By Sean Yoes, Baltimore AFRO Editor, [email protected]

Analysis:

Despite an incessant rain on Election Day, Marylanders continued a vigorous voting pattern after record-breaking early voting and West Baltimore was not exempt from the electoral zeal.

According to the State Board of Elections, 16.7 percent of eligible voters cast an early vote in Maryland, which is up from 8.3 percent in 2014. In all, more than twice as many Maryland voters, 661,276 cast early votes than in 2014, when only 307,646 voted early.

A volunteer prepares to hand out stickers to voters. (AP Photo/Patrick Semansky)

When I reported to the West Baltimore polling place, Gwynns Falls Elementary, School 60, that I have voted at for about 30 years, it was bustling at 7:30 a.m. In fact, every available voting space was occupied with a steady stream of people flowing into the school’s gymnasium, definitely unusual for a midterm election, especially one where so many had already voted early. What was also unusual was it wasn’t just elder Black women (with a sprinkling of elder men) casting their votes early in the morning, which has been the pattern for many years; there were many younger women (my hypothesis is most were under 40) who cast votes this morning. At least half of the women were in that age range, several mothers brought their daughters with them to vote. Unfortunately, I only saw one younger man voting during the early morning hours.

“It’s not like the last election,” said Ms. Greer, an election official referring to 2016. “With all the hoopla, people are coming out.”

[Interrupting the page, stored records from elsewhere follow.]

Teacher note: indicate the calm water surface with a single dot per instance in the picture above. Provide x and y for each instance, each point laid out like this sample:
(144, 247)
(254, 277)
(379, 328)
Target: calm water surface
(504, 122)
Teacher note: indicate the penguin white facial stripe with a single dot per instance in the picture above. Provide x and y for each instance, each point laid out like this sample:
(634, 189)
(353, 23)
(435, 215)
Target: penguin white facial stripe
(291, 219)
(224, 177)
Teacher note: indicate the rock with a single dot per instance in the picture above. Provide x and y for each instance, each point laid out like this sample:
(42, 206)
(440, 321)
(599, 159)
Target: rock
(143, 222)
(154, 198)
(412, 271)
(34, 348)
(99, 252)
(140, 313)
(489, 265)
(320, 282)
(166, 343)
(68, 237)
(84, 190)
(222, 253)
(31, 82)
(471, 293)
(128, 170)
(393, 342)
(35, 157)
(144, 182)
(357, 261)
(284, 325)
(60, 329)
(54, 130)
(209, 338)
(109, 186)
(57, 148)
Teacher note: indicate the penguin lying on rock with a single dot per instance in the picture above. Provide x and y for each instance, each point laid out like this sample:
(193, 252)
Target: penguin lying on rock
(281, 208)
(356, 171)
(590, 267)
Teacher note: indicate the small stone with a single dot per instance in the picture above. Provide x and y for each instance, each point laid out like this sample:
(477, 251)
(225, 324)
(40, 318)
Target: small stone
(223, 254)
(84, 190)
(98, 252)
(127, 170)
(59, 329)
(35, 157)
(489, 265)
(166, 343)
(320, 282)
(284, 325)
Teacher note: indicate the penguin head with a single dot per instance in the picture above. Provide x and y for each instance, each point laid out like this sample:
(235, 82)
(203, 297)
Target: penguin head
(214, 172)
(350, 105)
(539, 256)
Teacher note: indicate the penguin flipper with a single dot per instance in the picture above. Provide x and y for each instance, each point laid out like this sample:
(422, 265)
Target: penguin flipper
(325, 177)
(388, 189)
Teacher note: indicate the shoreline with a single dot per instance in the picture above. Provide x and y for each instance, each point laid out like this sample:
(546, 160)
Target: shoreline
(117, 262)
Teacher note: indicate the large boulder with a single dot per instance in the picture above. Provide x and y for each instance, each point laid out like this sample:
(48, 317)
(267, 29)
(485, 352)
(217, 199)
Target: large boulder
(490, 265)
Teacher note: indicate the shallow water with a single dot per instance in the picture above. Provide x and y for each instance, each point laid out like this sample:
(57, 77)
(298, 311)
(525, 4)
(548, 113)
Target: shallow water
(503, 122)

However, I was hit with a disturbing experience almost as soon as I entered the elementary school gym. When I stepped to the desk to be directed to the section corresponding with my name, the election worker said something I had never heard before, “Where is your ID?” she said. I immediately replied, I’ve been voting here for 30 years and nobody has ever asked me for an ID. With that, another election worker stepped in and pointed me towards the other side of the gym. I gave them my name and I voted as I normally do. However, how many first time voters, or those who do not know that it is illegal in Maryland for an election worker to ask a registered voter for identification, will be deterred from casting their vote? Unfortunately, there have been other scattered reports of voting issues across the state during early voting. My friend Sylvester Short also voted this morning and he said there was some confusion at his polling place, Dallas F. Nicholas Elementary School 39, in East Baltimore.

“My precinct didn’t open on time. It opened about 7:35 a.m., so there was a long line,” Short said via Facebook. Then, not all of the election judges knew what they were doing, but I persevered and voted…this election is so important,” he added.

Indeed, he is right; this is the most important midterm election of my lifetime, perhaps the most important in the country’s history.

Ultimately, if the early crowds in East and West Baltimore communities are any indication, Democratic voter turnout will continue to be high. If that trend continues throughout the nation, Democrats should seize control of the House (a flip of 30-40 seats perhaps).

Further, Ben Jealous has trailed Gov. Larry Hogan by double-digits in virtually every poll. However, if Jealous’ strategy of targeting first-time and unlikely midterm voters is successful and he pulls off an upset tonight, that would indicate Democrats will not only take over the House, but, they’ll be the majority in the Senate as well. In other words, a Jealous win in Maryland could signal a “blue tsunami,” one that could wipe out Donald John Trump’s presidential hopes in 2020.